Lodi Unified School District will enter the 2012-13 school year with a balanced budget after Tuesday's Board of Trustees meeting. But district staff say they can only guarantee a stable budget for another year unless the state makes some significant changes.
The budget was approved unanimously.
Tim Hern, chief business officer, said the budget is based on the public voting to pass Gov. Jerry Brown's tax increases on the November ballot. If the tax increases fail, budget triggers will be pulled, and the district budget will fall into the negatives as soon as the 2014-15 school year.
There is no new money coming from the state to the district. The only possible boon is an increase in cash flow if the state is able to make good on deferred payments to the district.
"It's a crystal ball guess at this time. We'll have to wait to see how it pans out," said Hern.
Hern outlined several spending increases the district must take on.
Over the years, the district has absorbed costs for several required programs the state didn't have the money to pay for. On the off chance those moneys come in, they will go to refreshing classroom technology.
Another change in expenses goes to credentialed employees, including teachers. A normal move forward on the step and column salary schedule was deferred in June 2011 until the end of the 2011-12 school year. Now the deferred increase kicks in, along with the scheduled move this year. That makes for an increased expense of $3.4 million and overdue raises for some teachers.
There are also increased costs this year for TDAP immunizations, utilities, hazardous materials removal (including mold), security, Internet and technology. The total increase is about $1.5 million. There is a potential increase to cover the cost of transitional kindergarten, just in case it doesn't remain on the state budget. Lodi Unified plans to open the program this year whether or not the state offers funding.

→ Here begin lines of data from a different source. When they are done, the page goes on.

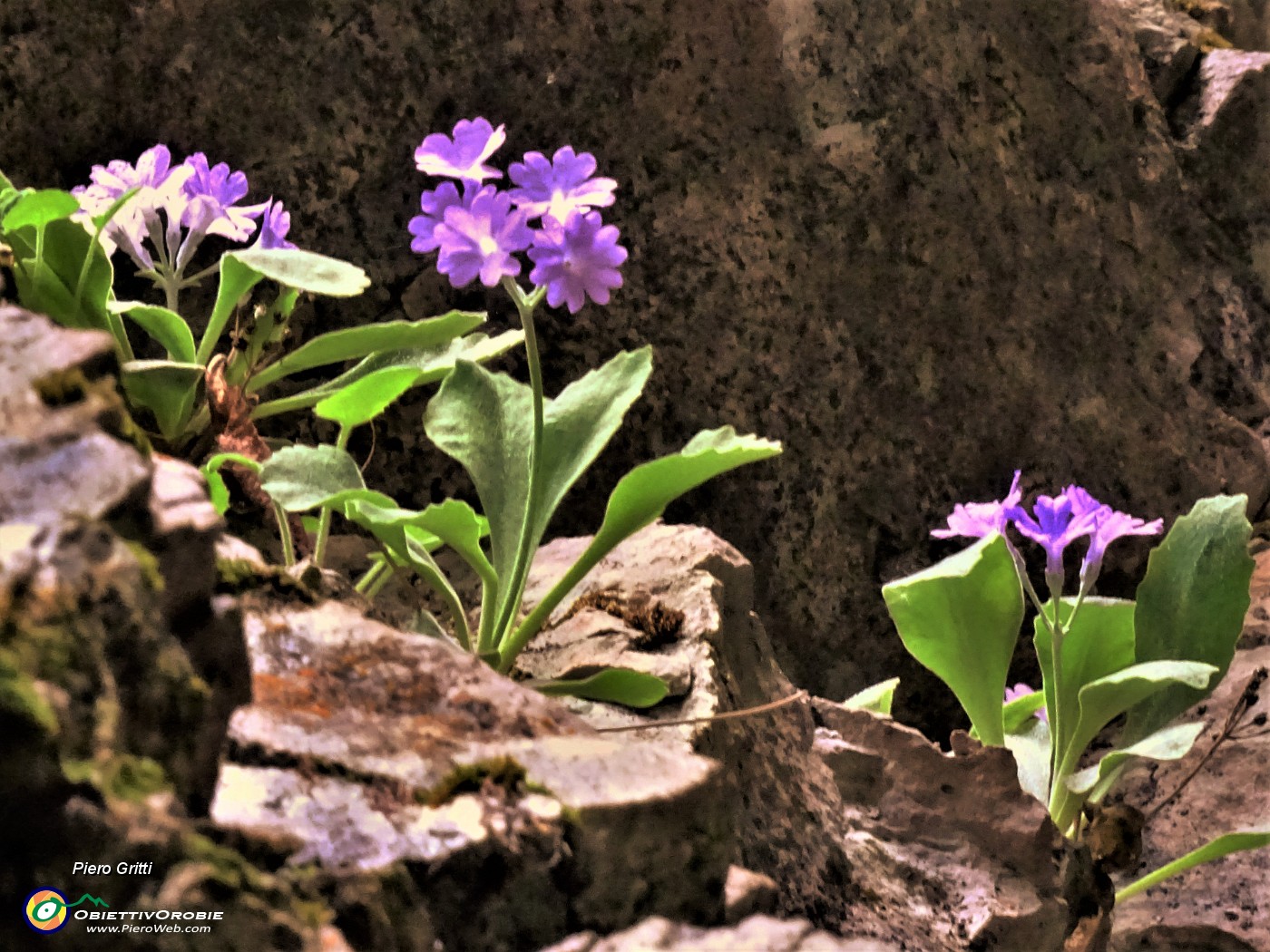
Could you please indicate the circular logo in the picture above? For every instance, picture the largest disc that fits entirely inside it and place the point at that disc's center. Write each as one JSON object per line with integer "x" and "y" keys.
{"x": 46, "y": 910}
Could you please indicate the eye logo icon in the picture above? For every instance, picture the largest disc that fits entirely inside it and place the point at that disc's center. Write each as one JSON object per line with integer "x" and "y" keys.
{"x": 46, "y": 910}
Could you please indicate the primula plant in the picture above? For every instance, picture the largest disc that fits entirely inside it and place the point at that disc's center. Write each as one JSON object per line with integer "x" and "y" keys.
{"x": 1148, "y": 659}
{"x": 161, "y": 215}
{"x": 523, "y": 450}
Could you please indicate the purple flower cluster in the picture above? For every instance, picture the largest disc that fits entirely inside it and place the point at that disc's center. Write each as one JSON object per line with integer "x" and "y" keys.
{"x": 480, "y": 231}
{"x": 1054, "y": 523}
{"x": 175, "y": 207}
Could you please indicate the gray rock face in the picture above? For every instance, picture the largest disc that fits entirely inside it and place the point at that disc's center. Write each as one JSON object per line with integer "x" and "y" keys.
{"x": 921, "y": 244}
{"x": 894, "y": 841}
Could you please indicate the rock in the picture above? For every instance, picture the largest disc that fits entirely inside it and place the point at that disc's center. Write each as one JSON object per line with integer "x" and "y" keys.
{"x": 866, "y": 828}
{"x": 747, "y": 894}
{"x": 1222, "y": 905}
{"x": 758, "y": 933}
{"x": 116, "y": 679}
{"x": 367, "y": 748}
{"x": 920, "y": 244}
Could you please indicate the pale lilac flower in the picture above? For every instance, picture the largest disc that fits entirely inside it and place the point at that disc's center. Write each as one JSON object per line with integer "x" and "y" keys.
{"x": 275, "y": 225}
{"x": 222, "y": 189}
{"x": 435, "y": 205}
{"x": 482, "y": 238}
{"x": 556, "y": 188}
{"x": 577, "y": 260}
{"x": 463, "y": 156}
{"x": 980, "y": 520}
{"x": 1024, "y": 691}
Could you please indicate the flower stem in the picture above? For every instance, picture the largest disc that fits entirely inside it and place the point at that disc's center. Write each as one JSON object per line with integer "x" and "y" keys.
{"x": 324, "y": 520}
{"x": 514, "y": 583}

Hern advised trustees that the district still had deficit spending of about $1.5 million.
"That's not a way to run any kind of organization. We cannot continue to go down that path," Hern said. "Be prudent and always be careful in how you're spending money."
The district does have a certain amount in reserves as a kind of dam against more decreases in state funding.
About $12 million is held from average daily attendance, or about $441 per student. Those funds are available for one-time spending needs, but Hern suggested not dipping into reserves too quickly.
"That's the only thing protecting us right now from what decisions are being made in Sacramento," said Hern.
In the past few years, enrollment has been on the decline. But this year, there is a major jump from the number of high school seniors to the number of kindergartners. It's enough to encourage Hern that enrollment is improving.
Trustee Ralph Womack thanked Hern and the business department for presenting a clear, if not cheerful, budget outline.
"It's ugly, but at least we understand what we're facing," he said.